В прошлом беззакония властей стоили жизни и свободы миллионам советских граждан. Кровавое прошлое призывает нас к бдительности в настоящем. Легче пожертвовать одним днем покоя, чем годами терпеть последствия вовремя не остановленного произвола.

У граждан есть средства борьбы с судебным произволом. Это "митинги гласности", во время которых собравшиеся скандируют один-единственный лозунг: "Тре-бу-ем глас-но-сти суда над..." (следуют фамилии обвиняемых) или показывают соответствующий плакат. Какие-либо выкрики или лозунги, выходящие за пределы требования строгого соблюдения законности, безусловно являются при этом вредными, а возможно, и провокационными и должны пресекаться самими участниками митинга.

Во время митинга необходимо строго соблюдать порядок. По первому требованию властей разойтись - следует расходиться, сообщив властям о цели митинга.

Ты приглашаешься на митинг гласности 5 декабря с. г. в 6 часов вечера в сквере на площади Пушкина у памятника поэту. Пригласи еще двух граждан посредством текста этого обращения".

Конечно, у этой затеи нашлось множество противников. Как обычно, говорилось, что это провокация КГБ, чтобы всех "выявить", и т. п. Большинство, однако, поддержало идею, и даже такой пессимист, как Юрка Титов, сказал:

- Вот, понимаешь, эти интеллектуалы наконец придумали что-то толковое.

Обращение расходилось по налаженным самиздатским каналам, по которым еще вчера шли стихи Мандельштама, Пастернака и литературные сборники. Эти "каналы доверия" оказались самым большим нашим достижением за десять лет, и благодаря им к декабрю практически все в Москве знали о готовящемся в День Конституции митинге.

Памятуя наш опыт выступлений на Маяковке, я был уверен, что скандировать лозунги - дело и ненадежное и опасное. Пойди докажи потом, что ты кричал. Плакаты с лозунгами были бы лучше во всех отношениях, поэтому я договорился на всякий случай с несколькими ребятами, что они изготовят их.

Поначалу оживление было необычайное, только и разговоров по Москве, что об этой демонстрации. Но чем ближе к Дню Конституции, тем больше появлялось пессимизма и даже страха - никто не знал, чем эта затея кончится. Власть такая, она все может. Загонят всех в сумасшедшие дома или еще чего похуже. Все-таки как-никак предстояла первая свободная демонстрация в стране с 1927 года.

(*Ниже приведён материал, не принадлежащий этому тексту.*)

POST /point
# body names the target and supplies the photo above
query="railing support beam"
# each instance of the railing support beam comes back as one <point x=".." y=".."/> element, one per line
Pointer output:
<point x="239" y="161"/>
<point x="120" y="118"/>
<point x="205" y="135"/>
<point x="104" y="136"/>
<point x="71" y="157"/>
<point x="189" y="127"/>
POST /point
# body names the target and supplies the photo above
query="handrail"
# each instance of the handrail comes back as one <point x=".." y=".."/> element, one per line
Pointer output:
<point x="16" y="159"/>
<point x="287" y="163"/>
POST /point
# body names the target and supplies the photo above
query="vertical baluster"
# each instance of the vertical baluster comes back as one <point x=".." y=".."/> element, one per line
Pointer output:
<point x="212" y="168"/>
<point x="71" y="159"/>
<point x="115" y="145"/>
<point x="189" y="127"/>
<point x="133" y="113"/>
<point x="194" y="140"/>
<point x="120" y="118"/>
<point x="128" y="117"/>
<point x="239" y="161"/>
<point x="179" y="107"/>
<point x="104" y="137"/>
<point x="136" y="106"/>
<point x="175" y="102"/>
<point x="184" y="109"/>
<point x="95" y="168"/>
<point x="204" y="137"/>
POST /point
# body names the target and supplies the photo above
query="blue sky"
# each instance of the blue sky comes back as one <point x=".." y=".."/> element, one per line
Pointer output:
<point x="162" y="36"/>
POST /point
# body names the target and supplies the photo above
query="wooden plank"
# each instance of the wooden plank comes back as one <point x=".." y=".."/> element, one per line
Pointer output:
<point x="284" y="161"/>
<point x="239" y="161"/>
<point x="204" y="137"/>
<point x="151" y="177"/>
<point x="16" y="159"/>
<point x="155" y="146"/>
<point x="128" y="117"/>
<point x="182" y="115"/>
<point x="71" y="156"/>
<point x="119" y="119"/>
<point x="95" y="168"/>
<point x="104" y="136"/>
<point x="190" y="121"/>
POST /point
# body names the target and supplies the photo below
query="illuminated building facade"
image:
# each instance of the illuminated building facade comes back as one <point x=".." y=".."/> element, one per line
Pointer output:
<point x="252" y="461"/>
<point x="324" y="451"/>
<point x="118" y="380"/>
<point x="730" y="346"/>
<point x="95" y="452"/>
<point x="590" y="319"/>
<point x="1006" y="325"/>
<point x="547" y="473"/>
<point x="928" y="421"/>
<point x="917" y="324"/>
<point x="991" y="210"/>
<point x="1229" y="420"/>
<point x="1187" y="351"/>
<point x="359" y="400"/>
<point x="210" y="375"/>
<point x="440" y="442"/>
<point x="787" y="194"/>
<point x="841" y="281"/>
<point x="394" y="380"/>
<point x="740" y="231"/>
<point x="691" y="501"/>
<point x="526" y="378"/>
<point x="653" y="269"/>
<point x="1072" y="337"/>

Второго декабря, только я успел отдать последнюю пачку обращений одному из смогистов в кинотеатре "Москва" на площади Маяковского, как при выходе на улицу меня окружила целая толпа агентов КГБ. Они почему-то считали, что я вооружен, и буквально тряслись от страха. Плотно сжав меня со всех сторон, так, чтобы я не успел даже рукой шевельнуть, посадили в уже ожидавшую "Волгу". С боков двое, впереди, рядом с шофером, начальник опергруппы.

- Руки вперед, на спинку сиденья. Не двигаться, не оглядываться.

- Закурить можно?

- Нельзя.

Привезли в ближайшее отделение милиции. Обыскали. Как назло, один экземпляр обращения оставил я себе, чтобы сделать еще копии. Больше ничего не нашли. Отвели в дежурную комнату милиции: "Посидите". Подозрительно было, что не повезли сразу на Лубянку или в Лефортово. Чего ждут? Приказа, что ли? Разговорился с милиционерами.

- КГБ забрал? Небось ни за что ни про что? - сочувственно спрашивали они. - Тоже горе-сыщики.

Ненависть милиции к КГБ - штука не новая, много раз нас выручала. Воспользовался я ею и теперь: вытащил свою маленькую записную книжечку с кой-какими адресами и уничтожил. Милиционеры мои даже усом не повели. Кто знает, чьи там адреса были - может, их сыновей... - Куда меня? Качают головами, явно не знают.

Минут через двадцать вызвали в кабинет. За столом - женщина в пальто. Перед ней бумаги какие-то и мой экземпляр обращения.

- Здравствуйте. Садитесь. Как себя чувствуете? А, понятно - психиатр. Сразу можно определить по улыбочке: так понимающе-снисходительно улыбаются только психиатры. И взгляд - словно на букашку смотрит: "Ну, куда ползешь, глупая!.." Будто стакан водки хватил - нахлынул на меня Ленинград с его толпой ободранных безумцев. "Наш маленький Освенцим". Даже запахло больницей.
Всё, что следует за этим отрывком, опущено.